Cyberattacks on Telecoms Accelerate, Driven by GenAI

Generative AI  and automation are fuelling more cyberattacks on mobile operators’ infrastructure, according to a new study published by Nokia. The company, however, noted the technologies could also be used to thwart the threats.

Nokia’s tenth Threat Intelligence Report shows cybercriminals are using the technologies to increase their attacks' speed, volume, and sophistication. Cybercriminals use large language models (LLMs) from the dark web to peruse social profiles to create smishing attacks that induce people to reveal personal information and scour the internet for information that makes their messages look credible.

“The hackers can also use genAI to understand telecommunications networks,” explained Rodrigo Brito, head of security, cloud, and network services at Nokia. “We have observed on the threat intelligence reports that the attacks towards mission-critical networks are now multi-staged attacks and multi-lateral attacks, so the incidents are quite difficult to solve because they are not isolated incidents.” He also noted genAI is a double-edged sword because operators and enterprises can also use it to bring large sets of disparate information together to speed incident resolutions.
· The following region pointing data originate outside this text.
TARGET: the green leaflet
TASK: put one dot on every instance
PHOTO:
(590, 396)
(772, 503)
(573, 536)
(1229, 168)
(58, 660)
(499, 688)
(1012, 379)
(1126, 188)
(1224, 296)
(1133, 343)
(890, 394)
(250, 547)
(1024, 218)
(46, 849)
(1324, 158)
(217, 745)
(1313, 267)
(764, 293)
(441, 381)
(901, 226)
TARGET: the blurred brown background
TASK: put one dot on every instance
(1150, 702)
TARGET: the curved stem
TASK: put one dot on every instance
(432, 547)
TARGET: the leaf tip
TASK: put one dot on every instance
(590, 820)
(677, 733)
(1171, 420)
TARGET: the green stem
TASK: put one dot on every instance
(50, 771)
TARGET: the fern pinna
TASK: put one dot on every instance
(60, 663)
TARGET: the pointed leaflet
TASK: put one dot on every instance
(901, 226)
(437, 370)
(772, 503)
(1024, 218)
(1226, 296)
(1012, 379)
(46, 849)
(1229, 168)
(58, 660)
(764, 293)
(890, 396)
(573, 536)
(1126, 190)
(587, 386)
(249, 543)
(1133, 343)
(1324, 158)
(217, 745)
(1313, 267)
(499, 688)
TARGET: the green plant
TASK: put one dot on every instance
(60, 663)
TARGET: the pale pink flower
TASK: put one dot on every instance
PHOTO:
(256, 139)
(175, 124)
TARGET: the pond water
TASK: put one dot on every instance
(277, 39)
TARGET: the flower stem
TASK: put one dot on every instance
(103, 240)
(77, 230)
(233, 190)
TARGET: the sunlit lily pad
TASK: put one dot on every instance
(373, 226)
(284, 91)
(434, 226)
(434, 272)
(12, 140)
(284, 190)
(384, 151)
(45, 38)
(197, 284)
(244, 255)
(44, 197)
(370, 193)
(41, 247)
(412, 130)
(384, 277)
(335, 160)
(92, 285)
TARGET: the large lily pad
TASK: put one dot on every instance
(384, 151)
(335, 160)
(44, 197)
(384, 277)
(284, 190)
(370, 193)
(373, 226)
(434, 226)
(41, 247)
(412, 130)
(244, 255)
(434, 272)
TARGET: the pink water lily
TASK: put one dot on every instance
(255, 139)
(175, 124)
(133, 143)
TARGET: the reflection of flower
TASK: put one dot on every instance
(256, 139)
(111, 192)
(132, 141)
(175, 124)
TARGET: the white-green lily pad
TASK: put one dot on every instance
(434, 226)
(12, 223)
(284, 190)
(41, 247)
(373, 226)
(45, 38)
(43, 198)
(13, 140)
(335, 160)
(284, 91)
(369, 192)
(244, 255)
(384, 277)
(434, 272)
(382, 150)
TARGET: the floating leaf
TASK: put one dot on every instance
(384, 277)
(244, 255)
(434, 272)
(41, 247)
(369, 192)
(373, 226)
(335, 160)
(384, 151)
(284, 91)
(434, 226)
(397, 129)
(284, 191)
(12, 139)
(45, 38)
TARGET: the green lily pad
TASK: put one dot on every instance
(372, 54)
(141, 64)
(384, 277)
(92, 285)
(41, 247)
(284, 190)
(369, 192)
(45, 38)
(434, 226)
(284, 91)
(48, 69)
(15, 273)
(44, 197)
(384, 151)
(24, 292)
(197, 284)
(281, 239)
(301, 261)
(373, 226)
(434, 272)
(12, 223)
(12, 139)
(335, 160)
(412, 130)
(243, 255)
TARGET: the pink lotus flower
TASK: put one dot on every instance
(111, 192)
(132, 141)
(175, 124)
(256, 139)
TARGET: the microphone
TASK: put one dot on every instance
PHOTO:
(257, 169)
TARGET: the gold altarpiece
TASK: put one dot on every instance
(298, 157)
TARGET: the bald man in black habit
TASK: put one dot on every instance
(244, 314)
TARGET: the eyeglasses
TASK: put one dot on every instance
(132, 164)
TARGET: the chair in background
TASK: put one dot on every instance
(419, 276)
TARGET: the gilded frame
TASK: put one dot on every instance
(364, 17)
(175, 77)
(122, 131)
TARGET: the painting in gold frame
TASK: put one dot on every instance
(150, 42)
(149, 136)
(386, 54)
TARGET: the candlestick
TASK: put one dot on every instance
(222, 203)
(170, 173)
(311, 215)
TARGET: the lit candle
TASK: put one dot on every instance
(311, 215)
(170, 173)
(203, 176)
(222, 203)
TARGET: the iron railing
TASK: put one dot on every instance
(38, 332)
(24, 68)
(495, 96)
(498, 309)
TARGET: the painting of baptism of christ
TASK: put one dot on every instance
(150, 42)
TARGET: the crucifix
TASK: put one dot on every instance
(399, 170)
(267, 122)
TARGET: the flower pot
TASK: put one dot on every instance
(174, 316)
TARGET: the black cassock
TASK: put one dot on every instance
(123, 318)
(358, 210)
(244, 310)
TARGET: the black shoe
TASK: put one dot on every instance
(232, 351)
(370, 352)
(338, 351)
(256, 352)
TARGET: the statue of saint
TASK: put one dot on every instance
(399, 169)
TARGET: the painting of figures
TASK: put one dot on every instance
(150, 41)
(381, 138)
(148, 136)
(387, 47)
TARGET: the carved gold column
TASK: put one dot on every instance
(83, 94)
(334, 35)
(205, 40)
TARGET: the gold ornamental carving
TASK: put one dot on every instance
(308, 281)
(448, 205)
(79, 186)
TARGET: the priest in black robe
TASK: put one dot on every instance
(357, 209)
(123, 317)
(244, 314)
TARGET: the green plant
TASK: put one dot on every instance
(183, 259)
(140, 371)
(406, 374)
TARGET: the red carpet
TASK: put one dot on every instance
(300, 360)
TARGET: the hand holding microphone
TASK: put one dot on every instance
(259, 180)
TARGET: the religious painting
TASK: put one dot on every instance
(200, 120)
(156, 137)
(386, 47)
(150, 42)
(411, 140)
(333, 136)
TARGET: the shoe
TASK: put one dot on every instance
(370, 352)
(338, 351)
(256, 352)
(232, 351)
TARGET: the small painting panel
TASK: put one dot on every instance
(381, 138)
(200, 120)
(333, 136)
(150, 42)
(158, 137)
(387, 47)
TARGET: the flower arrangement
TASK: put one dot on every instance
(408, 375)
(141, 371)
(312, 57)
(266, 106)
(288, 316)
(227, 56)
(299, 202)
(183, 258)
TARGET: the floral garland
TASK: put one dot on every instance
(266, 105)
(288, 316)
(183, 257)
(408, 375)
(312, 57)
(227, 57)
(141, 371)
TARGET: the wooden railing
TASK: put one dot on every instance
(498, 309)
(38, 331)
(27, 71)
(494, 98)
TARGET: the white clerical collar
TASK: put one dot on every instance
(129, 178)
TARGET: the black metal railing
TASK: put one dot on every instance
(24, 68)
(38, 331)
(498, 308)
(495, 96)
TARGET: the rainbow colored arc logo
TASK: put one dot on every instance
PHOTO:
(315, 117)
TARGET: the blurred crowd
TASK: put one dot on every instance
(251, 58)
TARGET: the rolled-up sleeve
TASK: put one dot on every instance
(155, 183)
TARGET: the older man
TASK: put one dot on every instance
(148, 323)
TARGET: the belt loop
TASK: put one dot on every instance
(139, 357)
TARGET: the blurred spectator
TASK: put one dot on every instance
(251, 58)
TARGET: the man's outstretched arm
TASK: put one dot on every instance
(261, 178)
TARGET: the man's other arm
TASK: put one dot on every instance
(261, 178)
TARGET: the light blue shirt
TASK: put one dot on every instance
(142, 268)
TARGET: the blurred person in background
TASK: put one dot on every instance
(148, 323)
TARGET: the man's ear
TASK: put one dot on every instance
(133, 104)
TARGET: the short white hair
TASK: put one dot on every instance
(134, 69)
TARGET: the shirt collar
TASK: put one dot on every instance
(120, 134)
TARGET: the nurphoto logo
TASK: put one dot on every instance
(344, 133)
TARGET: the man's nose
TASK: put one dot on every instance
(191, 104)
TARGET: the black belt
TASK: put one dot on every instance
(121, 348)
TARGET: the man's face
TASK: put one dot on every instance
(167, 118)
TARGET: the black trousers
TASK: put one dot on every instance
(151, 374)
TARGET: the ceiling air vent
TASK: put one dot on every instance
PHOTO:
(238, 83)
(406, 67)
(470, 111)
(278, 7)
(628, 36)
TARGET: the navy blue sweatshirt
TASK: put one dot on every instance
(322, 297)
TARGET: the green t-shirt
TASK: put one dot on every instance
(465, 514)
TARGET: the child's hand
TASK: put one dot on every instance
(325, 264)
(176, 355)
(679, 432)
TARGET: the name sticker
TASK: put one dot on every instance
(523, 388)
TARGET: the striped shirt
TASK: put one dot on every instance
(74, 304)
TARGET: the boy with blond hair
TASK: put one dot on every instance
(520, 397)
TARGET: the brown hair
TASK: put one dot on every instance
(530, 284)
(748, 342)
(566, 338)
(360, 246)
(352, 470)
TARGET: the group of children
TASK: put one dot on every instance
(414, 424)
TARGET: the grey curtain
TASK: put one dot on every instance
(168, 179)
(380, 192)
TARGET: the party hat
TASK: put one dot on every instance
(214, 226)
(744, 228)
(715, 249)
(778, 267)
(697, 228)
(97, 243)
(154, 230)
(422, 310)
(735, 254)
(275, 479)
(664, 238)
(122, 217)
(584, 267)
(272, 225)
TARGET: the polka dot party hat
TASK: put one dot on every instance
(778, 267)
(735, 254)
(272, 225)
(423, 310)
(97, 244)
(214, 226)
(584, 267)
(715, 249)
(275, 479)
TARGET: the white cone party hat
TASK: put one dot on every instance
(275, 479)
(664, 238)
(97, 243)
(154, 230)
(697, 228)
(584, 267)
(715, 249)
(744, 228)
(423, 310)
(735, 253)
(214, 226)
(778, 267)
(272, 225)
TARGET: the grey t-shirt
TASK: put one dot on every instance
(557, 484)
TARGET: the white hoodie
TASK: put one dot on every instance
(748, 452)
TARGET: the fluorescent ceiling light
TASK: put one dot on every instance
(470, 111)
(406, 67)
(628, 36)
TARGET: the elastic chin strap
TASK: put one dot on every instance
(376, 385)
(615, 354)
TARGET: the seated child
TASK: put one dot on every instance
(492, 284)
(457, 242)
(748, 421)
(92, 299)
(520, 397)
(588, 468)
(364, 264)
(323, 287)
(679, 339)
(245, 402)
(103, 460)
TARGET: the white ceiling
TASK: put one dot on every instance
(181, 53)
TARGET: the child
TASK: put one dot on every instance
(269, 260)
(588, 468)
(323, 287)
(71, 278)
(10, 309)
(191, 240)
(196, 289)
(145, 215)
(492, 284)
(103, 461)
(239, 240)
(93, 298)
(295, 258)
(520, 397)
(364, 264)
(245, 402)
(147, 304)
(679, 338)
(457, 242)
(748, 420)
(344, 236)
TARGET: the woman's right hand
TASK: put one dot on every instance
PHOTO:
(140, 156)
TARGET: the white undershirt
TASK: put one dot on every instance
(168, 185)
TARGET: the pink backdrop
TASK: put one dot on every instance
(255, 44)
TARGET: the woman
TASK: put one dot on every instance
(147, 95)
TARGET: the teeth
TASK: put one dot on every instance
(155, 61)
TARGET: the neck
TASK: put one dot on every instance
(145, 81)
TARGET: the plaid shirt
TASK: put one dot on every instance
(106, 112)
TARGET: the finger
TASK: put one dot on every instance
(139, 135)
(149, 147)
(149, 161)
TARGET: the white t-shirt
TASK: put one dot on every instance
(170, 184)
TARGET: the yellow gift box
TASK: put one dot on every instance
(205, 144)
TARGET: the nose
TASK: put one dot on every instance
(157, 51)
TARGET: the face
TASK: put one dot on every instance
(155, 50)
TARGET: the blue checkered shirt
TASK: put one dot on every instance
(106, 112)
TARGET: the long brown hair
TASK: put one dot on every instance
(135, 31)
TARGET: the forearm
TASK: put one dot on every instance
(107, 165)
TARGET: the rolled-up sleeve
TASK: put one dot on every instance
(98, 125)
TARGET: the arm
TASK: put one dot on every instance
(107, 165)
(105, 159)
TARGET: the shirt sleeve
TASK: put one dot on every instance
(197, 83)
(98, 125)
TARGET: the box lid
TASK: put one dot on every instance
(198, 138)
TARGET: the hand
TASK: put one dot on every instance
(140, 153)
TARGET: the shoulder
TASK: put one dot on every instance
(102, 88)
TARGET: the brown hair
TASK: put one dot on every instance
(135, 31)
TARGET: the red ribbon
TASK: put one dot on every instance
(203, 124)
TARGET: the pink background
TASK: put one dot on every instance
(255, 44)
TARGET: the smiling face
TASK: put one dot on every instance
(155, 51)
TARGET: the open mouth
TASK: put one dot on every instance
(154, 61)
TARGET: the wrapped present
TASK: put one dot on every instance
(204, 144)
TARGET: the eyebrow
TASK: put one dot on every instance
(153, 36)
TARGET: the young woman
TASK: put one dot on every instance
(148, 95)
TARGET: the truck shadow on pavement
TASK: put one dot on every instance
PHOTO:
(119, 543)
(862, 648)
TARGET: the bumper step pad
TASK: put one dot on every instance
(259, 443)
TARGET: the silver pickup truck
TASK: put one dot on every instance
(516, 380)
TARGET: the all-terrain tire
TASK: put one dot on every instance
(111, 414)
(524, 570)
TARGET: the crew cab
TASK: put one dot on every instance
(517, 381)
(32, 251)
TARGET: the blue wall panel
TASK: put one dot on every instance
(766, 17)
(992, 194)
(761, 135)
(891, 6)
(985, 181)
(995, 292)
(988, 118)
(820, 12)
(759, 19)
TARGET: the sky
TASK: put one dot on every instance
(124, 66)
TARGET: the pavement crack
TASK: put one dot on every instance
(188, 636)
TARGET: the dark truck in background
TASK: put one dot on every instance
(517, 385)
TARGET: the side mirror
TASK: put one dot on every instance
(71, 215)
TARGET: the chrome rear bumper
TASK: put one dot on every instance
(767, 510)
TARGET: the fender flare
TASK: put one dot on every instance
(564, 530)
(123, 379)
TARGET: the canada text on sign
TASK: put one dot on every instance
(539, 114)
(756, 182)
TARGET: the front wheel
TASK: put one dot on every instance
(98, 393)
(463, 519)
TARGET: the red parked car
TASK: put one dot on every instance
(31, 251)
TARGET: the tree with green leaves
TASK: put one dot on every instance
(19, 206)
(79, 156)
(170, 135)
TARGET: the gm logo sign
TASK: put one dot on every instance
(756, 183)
In addition to genAI, quantum computing is another vector where threats are emerging. Brito said criminals are in the process of stealing encrypted data thinking they will be able to use quantum computing to decrypt it at a later date. Brito noted another threat trend is cybercriminals targeting SoC components to exploit vulnerabilities in components including software, firmware, and hardware interfaces. With security cameras, cars, and IoT devices equipped with SoCs, criminals can use botnets to infiltrate devices during a firmware update ahead of DDoS attacks.

Nokia found the number and frequency of DDoS attacks increased from one or two a day to more than 100 per day in many networks, based on traffic monitored from June 2023 to June 2024. Botnets continue to be the main source of DDoS attacks, accounting for about 60% of traffic monitored. Residential proxies have become the most-used tool for more advanced application-layer attacks. North America had the highest number of cyberattacks, largely due to the concentration and scale of telecom infrastructure and large enterprises across the US.